La palabra «amen» en Hebreo significa originalmente «firme» (Thayer, p.32). Llegó a significar «cierto, verdad». La palabra griega usada para traducir la palabra hebrea significa «que así sea».
El enfoque del «amén» es el mensaje porque con él afirmamos que el mensaje es firme y es verdad. En la adoración bíblica debemos enfocarnos en Dios y en Su mensaje. Decir «amen» es autorizado en el Nuevo Testamento y armoniza con este propósito divino.
El enfoque del aplauso es el mensajero. Hace que la gente se enfoque no tanto en Dios ni su palabra sino en el mensajero o persona que le ha agradado. El aplauso no es autorizado en el Nuevo Testamento.
La Enciclopedia Britannica (1957, Vol. 2, p. 138) relata lo siguiente acerca del aplauso en la historia de la iglesia:
«Cuando el cristianismo llegó a ser de moda, las costumbres del teatro fueron aceptadas en las iglesias. Un predicador, Pablo de Samosata» (anciano en la iglesia en Efeso en el año 260 D.C.) «incitaba a la congregación a aplaudir sus predicaciones al agitar un paño de lino.
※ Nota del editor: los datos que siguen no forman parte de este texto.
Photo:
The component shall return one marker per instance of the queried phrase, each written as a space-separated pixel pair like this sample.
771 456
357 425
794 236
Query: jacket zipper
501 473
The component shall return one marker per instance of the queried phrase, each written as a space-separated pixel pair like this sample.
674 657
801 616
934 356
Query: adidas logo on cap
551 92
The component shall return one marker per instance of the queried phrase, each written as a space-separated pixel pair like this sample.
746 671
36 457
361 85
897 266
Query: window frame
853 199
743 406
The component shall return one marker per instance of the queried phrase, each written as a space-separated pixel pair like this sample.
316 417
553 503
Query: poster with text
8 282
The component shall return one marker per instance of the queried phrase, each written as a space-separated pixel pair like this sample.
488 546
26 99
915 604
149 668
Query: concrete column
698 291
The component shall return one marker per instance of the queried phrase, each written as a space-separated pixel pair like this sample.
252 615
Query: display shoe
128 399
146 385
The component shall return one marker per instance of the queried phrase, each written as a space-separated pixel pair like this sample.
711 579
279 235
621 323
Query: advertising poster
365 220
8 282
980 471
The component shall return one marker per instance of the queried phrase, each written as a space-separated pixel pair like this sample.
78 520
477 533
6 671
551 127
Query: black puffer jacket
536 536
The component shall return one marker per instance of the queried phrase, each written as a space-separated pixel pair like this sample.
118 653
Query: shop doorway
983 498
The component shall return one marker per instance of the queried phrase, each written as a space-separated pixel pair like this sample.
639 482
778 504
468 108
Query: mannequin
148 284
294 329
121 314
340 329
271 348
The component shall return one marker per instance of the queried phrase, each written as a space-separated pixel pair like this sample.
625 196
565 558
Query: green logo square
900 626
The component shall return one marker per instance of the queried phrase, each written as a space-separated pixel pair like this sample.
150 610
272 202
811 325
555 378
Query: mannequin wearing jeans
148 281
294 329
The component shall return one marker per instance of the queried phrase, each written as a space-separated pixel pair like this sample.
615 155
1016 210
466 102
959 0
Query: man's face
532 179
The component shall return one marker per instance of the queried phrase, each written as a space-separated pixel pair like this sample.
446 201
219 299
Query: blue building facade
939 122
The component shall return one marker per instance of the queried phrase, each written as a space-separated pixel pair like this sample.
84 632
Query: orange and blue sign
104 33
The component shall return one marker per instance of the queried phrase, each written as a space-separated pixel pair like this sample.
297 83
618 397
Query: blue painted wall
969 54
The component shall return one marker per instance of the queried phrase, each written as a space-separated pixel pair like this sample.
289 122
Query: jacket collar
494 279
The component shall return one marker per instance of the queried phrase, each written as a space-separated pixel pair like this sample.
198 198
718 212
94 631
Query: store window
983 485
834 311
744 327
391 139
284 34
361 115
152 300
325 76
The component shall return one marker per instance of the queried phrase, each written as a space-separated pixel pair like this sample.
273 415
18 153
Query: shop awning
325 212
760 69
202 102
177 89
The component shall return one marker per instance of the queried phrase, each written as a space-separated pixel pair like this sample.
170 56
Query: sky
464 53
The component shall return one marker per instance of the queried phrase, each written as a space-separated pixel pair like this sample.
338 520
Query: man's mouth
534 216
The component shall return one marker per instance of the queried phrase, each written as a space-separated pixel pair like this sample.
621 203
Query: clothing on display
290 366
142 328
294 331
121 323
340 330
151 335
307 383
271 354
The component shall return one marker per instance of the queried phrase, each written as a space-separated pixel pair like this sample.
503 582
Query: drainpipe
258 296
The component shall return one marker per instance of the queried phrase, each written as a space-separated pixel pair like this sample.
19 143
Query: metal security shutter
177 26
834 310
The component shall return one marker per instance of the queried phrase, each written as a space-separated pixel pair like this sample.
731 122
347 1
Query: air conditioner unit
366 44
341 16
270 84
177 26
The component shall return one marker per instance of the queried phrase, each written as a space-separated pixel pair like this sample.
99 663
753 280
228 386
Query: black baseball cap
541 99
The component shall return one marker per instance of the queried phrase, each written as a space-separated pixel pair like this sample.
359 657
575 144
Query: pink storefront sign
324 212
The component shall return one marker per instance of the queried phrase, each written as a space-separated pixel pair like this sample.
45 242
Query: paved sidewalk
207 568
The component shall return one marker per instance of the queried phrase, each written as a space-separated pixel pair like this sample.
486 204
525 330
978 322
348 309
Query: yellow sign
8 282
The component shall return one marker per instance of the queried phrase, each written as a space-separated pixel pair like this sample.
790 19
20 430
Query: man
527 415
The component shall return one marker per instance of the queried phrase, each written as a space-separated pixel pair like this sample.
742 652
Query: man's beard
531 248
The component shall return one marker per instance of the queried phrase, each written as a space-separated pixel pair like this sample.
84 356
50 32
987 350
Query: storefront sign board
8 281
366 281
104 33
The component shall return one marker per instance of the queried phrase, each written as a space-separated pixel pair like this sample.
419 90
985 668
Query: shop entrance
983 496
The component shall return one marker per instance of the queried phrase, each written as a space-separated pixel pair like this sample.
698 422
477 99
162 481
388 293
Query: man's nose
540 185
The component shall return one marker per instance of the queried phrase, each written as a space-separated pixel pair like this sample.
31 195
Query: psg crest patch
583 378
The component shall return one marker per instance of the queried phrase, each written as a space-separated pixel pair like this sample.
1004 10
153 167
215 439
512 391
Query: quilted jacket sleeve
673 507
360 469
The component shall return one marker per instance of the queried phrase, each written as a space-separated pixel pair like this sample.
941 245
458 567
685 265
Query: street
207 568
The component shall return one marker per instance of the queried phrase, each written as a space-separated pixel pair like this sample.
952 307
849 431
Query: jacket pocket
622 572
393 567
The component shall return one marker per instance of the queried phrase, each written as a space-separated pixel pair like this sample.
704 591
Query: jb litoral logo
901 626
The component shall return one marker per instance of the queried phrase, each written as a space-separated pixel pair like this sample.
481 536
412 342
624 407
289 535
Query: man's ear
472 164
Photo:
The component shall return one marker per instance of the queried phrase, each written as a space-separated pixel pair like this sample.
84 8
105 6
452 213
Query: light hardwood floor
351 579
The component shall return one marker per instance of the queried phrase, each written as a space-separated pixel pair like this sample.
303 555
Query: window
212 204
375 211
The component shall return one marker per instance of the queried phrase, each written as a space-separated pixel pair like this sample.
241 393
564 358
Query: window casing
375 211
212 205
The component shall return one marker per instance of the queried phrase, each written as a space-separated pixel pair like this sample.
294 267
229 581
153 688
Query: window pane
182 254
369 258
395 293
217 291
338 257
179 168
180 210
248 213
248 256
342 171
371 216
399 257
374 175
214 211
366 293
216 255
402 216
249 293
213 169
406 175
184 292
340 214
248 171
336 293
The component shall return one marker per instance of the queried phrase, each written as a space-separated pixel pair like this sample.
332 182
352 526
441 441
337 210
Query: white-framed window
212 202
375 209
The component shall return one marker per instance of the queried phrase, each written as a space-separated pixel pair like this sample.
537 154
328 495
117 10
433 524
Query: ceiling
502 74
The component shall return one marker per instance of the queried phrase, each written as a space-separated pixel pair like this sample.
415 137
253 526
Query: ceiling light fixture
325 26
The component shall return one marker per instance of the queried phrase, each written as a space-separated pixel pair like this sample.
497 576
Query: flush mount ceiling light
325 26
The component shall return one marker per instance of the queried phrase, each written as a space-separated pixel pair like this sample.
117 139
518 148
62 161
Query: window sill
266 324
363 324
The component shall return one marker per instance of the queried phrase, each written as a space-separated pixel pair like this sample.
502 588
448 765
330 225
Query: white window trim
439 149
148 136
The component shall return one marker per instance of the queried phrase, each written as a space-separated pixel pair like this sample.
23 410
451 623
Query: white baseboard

El aplauso de la retórica de predicadores populares llegó a ser una costumbre bien establecida hasta que desapareció bajo la influencia de un espíritu más reverente».
El aplauso hoy en día también viene no de la Biblia sino de fuentes mundanas como el teatro, y es mi oración que también desaparezca bajo la influencia de un espíritu más reverente.

LA VERDADERA CUESTIÓN

La verdadera cuestión al considerar estas y otras prácticas nuevas es: ¿Es necesario tener autoridad del Nuevo Testamento por todo lo que ofrecemos al Señor? ¿Tenemos que quedarnos dentro de la doctrina de Cristo? En muchas iglesias, se han alejado mucho de este concepto cuidadoso de tener autoridad divina por todo.
Hace poco que hablé con un miembro de una iglesia de Cristo que apoya «las palmadas» y él me tildó de «legalista» por decir que debemos quedar dentro de lo escrito. Pero, el respetar la autoridad de las escrituras y el evitar la presunción humana no es ser «legalista». Es respetar a Dios.
Que Dios nos ayude al luchar con amor en contra de la presunción humana y la apostasía que crece cada día más en algunas iglesias del Señor.
(Una porción del material de este artículo fue tomado del libro «Shooting the Strait» por Dave Miller.)